The first stage of Enterprise Industry Park is under construction (Image: ESR)
Industrial giant ESR has teamed up with Mitsubishi Estate on a joint venture that will see the Japanese builder invest in an Australian project with an end value of A$175 million ($113 million).
The project forms part of a 25.1 hectare (62 acre) site in Melbourne’s southeast suburb of Pakenham, Hong Kong-listed ESR said late last week.

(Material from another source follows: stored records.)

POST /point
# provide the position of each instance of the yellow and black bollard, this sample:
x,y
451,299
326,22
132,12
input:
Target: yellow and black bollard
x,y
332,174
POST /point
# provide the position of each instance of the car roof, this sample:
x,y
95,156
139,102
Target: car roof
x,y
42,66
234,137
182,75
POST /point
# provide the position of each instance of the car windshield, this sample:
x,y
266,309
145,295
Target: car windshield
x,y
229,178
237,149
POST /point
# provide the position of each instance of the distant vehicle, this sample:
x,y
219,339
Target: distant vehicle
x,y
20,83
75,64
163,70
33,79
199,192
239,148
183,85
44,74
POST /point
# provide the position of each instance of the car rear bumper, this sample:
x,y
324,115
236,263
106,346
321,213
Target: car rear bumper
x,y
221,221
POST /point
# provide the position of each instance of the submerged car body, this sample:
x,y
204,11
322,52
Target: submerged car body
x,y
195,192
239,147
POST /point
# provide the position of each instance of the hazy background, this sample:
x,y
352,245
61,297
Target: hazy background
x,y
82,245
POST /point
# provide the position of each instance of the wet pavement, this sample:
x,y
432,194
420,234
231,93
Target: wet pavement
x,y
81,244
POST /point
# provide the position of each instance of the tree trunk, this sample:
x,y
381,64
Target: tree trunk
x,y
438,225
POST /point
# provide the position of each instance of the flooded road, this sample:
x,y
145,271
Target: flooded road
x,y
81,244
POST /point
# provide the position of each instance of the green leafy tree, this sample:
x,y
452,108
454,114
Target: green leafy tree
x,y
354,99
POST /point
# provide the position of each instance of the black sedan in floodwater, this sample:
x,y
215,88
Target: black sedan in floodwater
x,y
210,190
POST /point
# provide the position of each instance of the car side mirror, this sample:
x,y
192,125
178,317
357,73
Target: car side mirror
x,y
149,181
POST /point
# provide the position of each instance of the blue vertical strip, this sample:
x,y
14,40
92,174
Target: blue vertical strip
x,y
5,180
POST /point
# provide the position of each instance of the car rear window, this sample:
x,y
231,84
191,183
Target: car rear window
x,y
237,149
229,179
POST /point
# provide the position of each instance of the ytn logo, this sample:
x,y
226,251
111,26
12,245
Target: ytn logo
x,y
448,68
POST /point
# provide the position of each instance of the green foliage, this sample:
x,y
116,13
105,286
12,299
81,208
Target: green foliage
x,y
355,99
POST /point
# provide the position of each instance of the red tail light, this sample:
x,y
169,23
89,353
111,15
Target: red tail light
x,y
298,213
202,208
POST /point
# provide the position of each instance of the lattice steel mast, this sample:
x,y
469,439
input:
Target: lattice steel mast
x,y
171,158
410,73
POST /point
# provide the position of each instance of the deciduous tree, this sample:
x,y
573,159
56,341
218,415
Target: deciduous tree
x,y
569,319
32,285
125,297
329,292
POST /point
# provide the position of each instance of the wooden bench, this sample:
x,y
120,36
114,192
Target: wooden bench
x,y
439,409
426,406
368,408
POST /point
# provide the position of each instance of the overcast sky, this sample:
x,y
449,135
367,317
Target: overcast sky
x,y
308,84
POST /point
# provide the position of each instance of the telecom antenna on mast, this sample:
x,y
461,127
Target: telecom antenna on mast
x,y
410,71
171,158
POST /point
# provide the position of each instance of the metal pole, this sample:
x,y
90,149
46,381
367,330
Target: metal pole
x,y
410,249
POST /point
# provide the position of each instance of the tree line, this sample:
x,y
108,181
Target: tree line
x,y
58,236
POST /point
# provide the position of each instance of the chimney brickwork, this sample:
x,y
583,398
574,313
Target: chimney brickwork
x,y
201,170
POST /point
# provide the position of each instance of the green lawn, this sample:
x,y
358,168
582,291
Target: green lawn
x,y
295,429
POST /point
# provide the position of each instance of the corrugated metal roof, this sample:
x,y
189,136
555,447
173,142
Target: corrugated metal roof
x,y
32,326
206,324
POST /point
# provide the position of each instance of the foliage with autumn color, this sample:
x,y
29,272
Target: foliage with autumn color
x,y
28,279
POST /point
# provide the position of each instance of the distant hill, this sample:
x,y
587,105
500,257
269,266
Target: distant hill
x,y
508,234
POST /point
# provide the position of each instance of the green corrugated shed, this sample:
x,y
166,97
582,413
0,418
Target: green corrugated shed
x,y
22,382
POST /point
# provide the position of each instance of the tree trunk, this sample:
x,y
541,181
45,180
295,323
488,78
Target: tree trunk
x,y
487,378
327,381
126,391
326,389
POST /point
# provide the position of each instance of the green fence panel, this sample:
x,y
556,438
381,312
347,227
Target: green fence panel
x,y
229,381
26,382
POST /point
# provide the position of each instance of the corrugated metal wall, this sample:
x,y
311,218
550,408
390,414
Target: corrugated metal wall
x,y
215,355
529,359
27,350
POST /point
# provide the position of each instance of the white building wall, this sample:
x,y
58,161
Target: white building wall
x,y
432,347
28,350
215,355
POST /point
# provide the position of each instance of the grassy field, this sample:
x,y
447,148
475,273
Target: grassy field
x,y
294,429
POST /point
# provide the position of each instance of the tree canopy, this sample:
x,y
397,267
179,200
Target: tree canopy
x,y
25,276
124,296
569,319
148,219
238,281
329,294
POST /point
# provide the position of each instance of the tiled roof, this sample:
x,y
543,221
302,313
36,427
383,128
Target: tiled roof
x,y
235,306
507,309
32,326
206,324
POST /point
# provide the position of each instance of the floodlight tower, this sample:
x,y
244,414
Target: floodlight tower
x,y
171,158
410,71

The Warburg Pincus-backed group purchased the site as a balance-sheet asset in 2021 and later sold a 13 hectare section to a private owner-occupier.
The ESR Australia and Mitsubishi Estate Asia joint venture is acquiring the remaining 12.1 hectares for an undisclosed price, with plans to develop the land into a 70,000 square metre (753,474 square foot) industrial estate called Enterprise Industry Park.
“The partnership aligns with the broader ESR Group’s continued focus on lightening its balance sheet and diversifying capital sources,” said Phil Pearce, chief executive of ESR Australia and deputy CEO of the group.
First Stage Underway
The first stage of Enterprise Industry Park is under construction, with the 12,600 square metre space pre-leased to a global textile manufacturer and expected to be completed in early 2025, ESR said. The project’s second stage is to start in the second half of this year and is now available for lease.

Phil Pearce, chief executive of ESR Australia and deputy CEO of ESR
ESR originally acquired the development site at 92 Enterprise Road near Princes Freeway for A$34 million, according to an account in the Australian Financial Review. Enterprise Industry Park will be 80 percent held by Mitsubishi Estate and 20 percent by ESR, the AFR said.
Billed as Mitsubishi Estate Asia’s first significant investment in an industrial property, the project sits 30 kilometres (18.6 miles) from a last-mile logistics site being acquired by US-based PGIM Real Estate and Elanor Investors Group in Melbourne’s southeast suburb of Mulgrave.
Sydney-based Elanor and Icon Developments, a unit of Japan’s Kajima Corporation, recently agreed to acquire a 4.4 hectare site in the northern Melbourne suburb of Broadmeadows for development into a logistics estate with an end value of A$90 million.
Yuzo Nishiyama, Mitsubishi Estate Asia’s head of Australia, hailed the ESR deal as a key milestone in the company’s strategic expansion Down Under, where the firm also invests in residential, hospitality and office properties, including Sydney’s 60 Margaret Street.
“MEA’s goal is to expand further in these key sectors with the valuable support of our trusted partners,” Nishiyama said.
Japan Outbound Stays Hot
Mitsubishi Estate is a prolific player in an outbound spending boom that saw Japanese investors more than double their acquisitions of Asia Pacific real estate in 2023 as they spent $2.24 billion on income-earning properties around the region.
Last month, a JV of Mitsubishi Estate and Aussie builder Lendlease outlasted rivals to acquire a residential site in Sydney’s eastern suburbs for development into a A$500 million project.
In June, Mitsubishi Estate and fellow Japanese giant Mitsui & Co partnered with US developer Hines to buy a northern Singapore logistics asset from British American Tobacco for an undisclosed price. The four-storey facility at 15 Senoko Loop had been put on the market in late 2022 for S$100 million (now $75.7 million).